Valeria, ancora stordita, avrebbe voluto provare a chiamare la bimba; ma si rese conto all’improvviso di non sapere il suo nome. Nel frattempo la brezza notturna si era decisamente rinfrescata; così lei, dopo essersi alzata lentamente, rientrò camminando quasi come una sonnambula.
La risvegliarono i gridi dei gabbiani. Non avrebbe saputo dire da quanto tempo non le accadeva più di riposare così bene e a lungo, né di risvegliarsi così serena e di buon umore. Che cosa le era successo? Si ricordò dello strano incontro di quella notte, delle lacrime, e di tutto il resto.
All’improvviso l’assalì un dubbio. Afferrò la vestaglia che giaceva ai piedi del letto e si precipitò fuori. La mattinata era tiepida e luminosa. Sulla spiaggia vide le numerose impronte dei pescatori che erano rientrati all’alba con le lampare e, tra quelle, ritrovò delle orme che potevano essere le sue.

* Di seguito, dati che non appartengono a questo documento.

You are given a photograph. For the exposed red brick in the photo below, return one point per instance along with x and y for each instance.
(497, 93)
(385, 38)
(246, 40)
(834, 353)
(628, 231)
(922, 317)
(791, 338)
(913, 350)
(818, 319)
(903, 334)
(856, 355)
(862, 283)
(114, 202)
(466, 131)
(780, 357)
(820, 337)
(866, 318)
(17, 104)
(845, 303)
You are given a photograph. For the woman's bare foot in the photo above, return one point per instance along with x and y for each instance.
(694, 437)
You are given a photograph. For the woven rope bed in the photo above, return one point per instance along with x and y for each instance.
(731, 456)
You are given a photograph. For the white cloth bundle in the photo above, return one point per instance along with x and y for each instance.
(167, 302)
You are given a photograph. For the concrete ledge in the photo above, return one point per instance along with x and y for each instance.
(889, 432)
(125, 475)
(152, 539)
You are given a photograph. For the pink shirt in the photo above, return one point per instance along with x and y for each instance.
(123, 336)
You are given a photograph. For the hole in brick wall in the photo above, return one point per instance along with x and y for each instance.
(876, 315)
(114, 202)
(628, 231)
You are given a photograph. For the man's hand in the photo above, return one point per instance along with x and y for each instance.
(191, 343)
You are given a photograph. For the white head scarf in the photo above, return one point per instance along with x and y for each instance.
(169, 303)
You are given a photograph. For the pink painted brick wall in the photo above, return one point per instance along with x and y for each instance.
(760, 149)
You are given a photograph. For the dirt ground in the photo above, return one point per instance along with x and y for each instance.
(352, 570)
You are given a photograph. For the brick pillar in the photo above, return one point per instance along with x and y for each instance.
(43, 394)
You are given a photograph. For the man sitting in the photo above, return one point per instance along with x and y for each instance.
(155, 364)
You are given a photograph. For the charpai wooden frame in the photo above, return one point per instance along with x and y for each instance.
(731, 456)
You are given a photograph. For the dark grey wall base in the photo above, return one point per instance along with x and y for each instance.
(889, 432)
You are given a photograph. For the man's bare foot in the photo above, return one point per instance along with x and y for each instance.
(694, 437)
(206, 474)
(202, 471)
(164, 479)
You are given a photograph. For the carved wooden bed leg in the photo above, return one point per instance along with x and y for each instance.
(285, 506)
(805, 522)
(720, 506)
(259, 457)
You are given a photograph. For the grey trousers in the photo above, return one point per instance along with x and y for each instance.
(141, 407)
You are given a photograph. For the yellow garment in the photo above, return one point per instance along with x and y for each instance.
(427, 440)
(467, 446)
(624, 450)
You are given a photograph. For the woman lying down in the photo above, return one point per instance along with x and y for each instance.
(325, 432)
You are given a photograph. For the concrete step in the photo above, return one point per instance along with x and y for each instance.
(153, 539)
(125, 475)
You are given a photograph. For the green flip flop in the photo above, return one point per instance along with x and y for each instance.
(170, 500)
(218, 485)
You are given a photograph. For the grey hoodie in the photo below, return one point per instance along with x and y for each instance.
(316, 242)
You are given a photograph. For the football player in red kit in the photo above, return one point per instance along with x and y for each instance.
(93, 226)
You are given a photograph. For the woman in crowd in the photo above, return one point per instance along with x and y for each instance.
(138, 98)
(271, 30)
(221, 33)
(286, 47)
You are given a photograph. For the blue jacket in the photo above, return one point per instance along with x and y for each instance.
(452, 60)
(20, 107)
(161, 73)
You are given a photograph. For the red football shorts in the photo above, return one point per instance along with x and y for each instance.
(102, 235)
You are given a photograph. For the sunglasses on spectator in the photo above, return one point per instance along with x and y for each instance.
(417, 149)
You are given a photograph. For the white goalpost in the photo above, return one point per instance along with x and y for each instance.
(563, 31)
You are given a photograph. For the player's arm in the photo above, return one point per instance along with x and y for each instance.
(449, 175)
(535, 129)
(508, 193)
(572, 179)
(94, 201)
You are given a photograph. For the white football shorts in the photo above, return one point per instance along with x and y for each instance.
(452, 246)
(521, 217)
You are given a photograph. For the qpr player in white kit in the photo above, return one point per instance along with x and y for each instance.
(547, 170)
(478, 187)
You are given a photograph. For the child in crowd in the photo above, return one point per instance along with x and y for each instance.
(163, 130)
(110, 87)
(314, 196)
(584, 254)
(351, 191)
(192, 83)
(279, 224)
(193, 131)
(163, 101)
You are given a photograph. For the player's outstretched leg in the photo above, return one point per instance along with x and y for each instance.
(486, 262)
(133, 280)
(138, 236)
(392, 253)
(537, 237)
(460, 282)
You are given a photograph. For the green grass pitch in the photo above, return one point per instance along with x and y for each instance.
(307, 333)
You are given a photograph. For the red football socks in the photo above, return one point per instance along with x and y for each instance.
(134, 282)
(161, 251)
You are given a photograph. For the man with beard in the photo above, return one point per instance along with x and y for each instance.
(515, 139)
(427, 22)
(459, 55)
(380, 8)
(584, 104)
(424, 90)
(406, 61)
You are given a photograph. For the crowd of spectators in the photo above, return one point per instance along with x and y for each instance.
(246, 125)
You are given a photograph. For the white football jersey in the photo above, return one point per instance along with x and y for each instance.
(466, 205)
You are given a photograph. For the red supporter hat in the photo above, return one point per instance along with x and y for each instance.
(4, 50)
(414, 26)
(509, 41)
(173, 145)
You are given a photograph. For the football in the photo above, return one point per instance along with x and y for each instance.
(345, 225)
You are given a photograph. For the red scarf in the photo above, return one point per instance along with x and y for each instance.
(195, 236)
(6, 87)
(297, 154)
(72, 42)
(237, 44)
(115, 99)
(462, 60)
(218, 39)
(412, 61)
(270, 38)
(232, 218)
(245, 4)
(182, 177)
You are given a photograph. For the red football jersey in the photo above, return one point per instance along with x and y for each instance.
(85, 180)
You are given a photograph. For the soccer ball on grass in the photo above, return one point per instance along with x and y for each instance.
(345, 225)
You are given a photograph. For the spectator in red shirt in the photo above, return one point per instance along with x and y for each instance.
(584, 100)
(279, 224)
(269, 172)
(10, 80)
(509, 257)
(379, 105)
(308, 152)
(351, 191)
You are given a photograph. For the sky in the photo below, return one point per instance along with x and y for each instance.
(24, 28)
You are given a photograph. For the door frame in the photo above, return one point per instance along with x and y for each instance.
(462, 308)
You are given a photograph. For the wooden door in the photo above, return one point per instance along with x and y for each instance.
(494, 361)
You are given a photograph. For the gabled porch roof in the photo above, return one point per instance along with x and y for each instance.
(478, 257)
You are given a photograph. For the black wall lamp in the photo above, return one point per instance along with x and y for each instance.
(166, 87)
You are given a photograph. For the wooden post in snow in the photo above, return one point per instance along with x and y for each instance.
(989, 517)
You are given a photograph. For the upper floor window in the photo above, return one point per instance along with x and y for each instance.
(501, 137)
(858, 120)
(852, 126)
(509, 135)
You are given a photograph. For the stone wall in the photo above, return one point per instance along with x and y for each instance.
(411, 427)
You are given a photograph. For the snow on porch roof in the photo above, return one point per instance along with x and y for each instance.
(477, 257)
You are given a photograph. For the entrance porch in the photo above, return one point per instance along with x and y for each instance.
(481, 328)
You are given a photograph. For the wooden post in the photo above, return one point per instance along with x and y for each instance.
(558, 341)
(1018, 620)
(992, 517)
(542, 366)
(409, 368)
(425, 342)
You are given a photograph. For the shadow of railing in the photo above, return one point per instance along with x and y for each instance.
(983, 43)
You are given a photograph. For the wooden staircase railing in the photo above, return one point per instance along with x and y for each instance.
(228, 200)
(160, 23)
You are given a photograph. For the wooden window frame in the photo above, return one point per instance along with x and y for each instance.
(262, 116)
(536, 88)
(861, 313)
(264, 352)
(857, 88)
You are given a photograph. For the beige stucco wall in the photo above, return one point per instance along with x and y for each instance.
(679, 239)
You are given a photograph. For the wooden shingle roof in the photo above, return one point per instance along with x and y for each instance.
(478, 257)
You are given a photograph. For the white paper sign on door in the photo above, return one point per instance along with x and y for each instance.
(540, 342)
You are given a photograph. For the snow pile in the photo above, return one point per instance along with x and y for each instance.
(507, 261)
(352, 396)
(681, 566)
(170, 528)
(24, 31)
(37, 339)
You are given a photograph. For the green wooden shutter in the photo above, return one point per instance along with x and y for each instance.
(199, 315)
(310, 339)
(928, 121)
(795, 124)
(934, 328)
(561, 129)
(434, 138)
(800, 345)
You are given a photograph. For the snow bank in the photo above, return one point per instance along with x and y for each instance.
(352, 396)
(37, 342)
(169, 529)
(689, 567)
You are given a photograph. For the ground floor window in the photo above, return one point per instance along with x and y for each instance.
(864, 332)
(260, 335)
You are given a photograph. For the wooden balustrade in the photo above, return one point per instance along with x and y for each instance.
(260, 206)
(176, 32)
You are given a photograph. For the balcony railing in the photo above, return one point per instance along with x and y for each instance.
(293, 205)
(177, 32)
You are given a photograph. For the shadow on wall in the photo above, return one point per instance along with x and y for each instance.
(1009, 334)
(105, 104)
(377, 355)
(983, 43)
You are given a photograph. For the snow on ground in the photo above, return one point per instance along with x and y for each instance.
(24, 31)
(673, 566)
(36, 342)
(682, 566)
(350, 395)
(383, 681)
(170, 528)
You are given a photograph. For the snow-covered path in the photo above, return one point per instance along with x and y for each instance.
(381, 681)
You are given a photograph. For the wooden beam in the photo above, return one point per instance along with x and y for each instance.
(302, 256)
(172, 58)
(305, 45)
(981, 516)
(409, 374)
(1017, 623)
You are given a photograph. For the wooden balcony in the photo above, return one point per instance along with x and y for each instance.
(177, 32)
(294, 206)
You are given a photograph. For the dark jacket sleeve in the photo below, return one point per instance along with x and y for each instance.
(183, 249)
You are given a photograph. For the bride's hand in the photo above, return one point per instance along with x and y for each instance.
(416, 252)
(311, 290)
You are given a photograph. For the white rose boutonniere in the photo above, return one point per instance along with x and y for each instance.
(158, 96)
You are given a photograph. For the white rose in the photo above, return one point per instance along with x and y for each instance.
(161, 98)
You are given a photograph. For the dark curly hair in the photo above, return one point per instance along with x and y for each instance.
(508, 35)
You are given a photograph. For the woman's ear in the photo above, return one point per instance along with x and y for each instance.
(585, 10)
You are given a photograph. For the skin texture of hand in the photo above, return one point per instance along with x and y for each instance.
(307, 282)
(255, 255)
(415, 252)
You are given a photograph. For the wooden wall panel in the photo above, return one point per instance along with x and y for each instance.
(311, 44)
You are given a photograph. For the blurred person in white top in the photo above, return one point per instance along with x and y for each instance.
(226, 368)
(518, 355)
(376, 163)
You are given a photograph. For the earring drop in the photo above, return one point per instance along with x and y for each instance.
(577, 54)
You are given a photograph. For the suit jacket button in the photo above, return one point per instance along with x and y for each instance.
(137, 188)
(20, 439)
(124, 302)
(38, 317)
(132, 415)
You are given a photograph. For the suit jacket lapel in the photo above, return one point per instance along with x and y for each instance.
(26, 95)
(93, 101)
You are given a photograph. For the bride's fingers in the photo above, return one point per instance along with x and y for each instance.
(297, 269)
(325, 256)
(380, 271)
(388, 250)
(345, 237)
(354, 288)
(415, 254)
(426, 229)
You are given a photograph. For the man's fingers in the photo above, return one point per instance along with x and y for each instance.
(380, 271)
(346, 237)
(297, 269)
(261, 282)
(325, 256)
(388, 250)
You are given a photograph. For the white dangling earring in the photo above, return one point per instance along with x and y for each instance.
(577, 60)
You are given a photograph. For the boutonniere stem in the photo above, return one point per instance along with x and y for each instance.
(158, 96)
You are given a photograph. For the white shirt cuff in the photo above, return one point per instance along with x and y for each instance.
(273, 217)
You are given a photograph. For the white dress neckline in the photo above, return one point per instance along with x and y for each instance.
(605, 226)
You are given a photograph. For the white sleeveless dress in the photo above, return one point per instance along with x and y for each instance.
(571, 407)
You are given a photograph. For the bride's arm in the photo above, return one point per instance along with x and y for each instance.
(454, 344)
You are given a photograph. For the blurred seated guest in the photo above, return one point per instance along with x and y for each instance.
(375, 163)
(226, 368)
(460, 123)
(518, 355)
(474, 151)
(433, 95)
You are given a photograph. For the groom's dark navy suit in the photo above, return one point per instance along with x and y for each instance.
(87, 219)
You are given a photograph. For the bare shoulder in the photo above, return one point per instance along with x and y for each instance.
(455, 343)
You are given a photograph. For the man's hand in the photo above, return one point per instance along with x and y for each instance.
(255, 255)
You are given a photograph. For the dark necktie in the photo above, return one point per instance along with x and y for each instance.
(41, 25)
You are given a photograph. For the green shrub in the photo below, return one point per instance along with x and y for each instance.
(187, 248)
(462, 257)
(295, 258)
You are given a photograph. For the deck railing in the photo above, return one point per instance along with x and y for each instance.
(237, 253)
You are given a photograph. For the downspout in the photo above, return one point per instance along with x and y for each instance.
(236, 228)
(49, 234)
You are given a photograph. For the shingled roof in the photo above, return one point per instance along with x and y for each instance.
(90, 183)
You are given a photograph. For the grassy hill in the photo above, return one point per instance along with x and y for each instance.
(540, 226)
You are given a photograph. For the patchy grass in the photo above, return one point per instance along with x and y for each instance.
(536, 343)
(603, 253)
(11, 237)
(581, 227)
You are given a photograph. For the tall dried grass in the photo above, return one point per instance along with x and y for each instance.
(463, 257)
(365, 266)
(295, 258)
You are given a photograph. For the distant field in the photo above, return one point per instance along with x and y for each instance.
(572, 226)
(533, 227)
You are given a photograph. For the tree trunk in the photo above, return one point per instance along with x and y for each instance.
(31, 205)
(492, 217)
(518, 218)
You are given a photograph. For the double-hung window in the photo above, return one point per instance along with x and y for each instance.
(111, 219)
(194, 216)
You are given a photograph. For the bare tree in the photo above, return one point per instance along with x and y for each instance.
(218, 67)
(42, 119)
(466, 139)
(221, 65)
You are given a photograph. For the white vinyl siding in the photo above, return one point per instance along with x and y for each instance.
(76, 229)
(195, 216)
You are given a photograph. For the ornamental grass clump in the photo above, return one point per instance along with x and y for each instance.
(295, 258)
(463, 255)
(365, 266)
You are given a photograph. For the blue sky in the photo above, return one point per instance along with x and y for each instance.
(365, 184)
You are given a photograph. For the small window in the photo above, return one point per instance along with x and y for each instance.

Cercò ostinatamente, ma non le riuscì di ritrovare le impronte di quella bimba affettuosa. Possibile che quell’incontro meraviglioso fosse stato solo frutto di un sogno?
Turbata, Valeria prese a camminare lentamente lungo la riva. Ricordando l’intenso abbraccio della bambina si strinse istintivamente tra le proprie braccia incrociandole sul petto.
Solo allora le sue dita si impigliarono in una catenina con un ciondolo d’oro, a forma di cuore.